Let $A$ be an element of $SO_{3}$,show that if it is defined,the vector $$((a_{23}+a_{32})^{-1},(a_{13}+a_{31})^{-1},(a_{12}+a_{21})^{-1})^T$$ is an eigenvector with eigenvalue $1$
I found this Closed-form for eigenvectors of rotation matrix
I kown this: ifIf $A \in SO_{3}(R)$, then $A$ has an eigenvalue $\lambda=1$, see page 22 the proof:https://www.math.ucdavis.edu/~mathclub/cheat_sheets/notes.150B.pdf
But I can't prove my problem ,Thank you
To elaborate on user1551’s comment : since $A$ is an element of $SO_3$, it is a rotation around an axis. Let $\overrightarrow{k}=(k_1,k_2,k_3)$ be a directing vector for the axis and call $\theta$ the angle.

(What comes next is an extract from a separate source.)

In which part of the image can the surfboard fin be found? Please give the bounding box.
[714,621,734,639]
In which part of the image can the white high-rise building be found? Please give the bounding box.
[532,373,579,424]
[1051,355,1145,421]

Then, Rodrigues’ formula (proved on Wikipedia) tells us that for any vector $\overrightarrow{x}$ ,
$$ A\overrightarrow{x}=(\cos(\theta))\overrightarrow{x}+ (\sin(\theta))(\overrightarrow{k} \wedge \overrightarrow{x})+ (1-\cos(\theta))(\overrightarrow{k}.\overrightarrow{x}) \overrightarrow{k} \tag{1} $$
And hence
$$ A=\left( \begin{array}{ccc} \cos(\theta) & 0 & 0 \\ 0 & \cos(\theta) & 0 \\ 0 & 0 & \cos(\theta) \\ \end{array} \right) + \left( \begin{array}{ccc} & -k_3\sin(\theta) & k_2\sin(\theta) \\ k_3\sin(\theta) & 0 & -k_1\sin(\theta) \\ -k_2\sin(\theta) & k_1\sin(\theta) & 0 \\ \end{array} \right) + \left( \begin{array}{ccc} k_1^2(1-\cos(\theta)) & k_1k_2(1-\cos(\theta)) & k_1k_3(1-\cos(\theta)) \\ k_1k_2(1-\cos(\theta)) & k_2^2(1-\cos(\theta)) & k_2k_3(1-\cos(\theta)) \\ k_1k_3(1-\cos(\theta)) & k_2k_3(1-\cos(\theta)) & k_3^2(1-\cos(\theta)) \\ \end{array} \right) \tag{2} $$
We deduce that for $i\neq j$,
$$ a_{ij}+a_{ji}=2k_ik_j(1-\cos(\theta)), \text{so} \ \frac{1}{a_{ij}+a_{ji}}=\lambda k_{6-(i+j)} \tag{3} $$
where $\lambda$ is the constant $\frac{k_1k_2k_3}{2(1-\cos(\theta))}$. The result is now clear.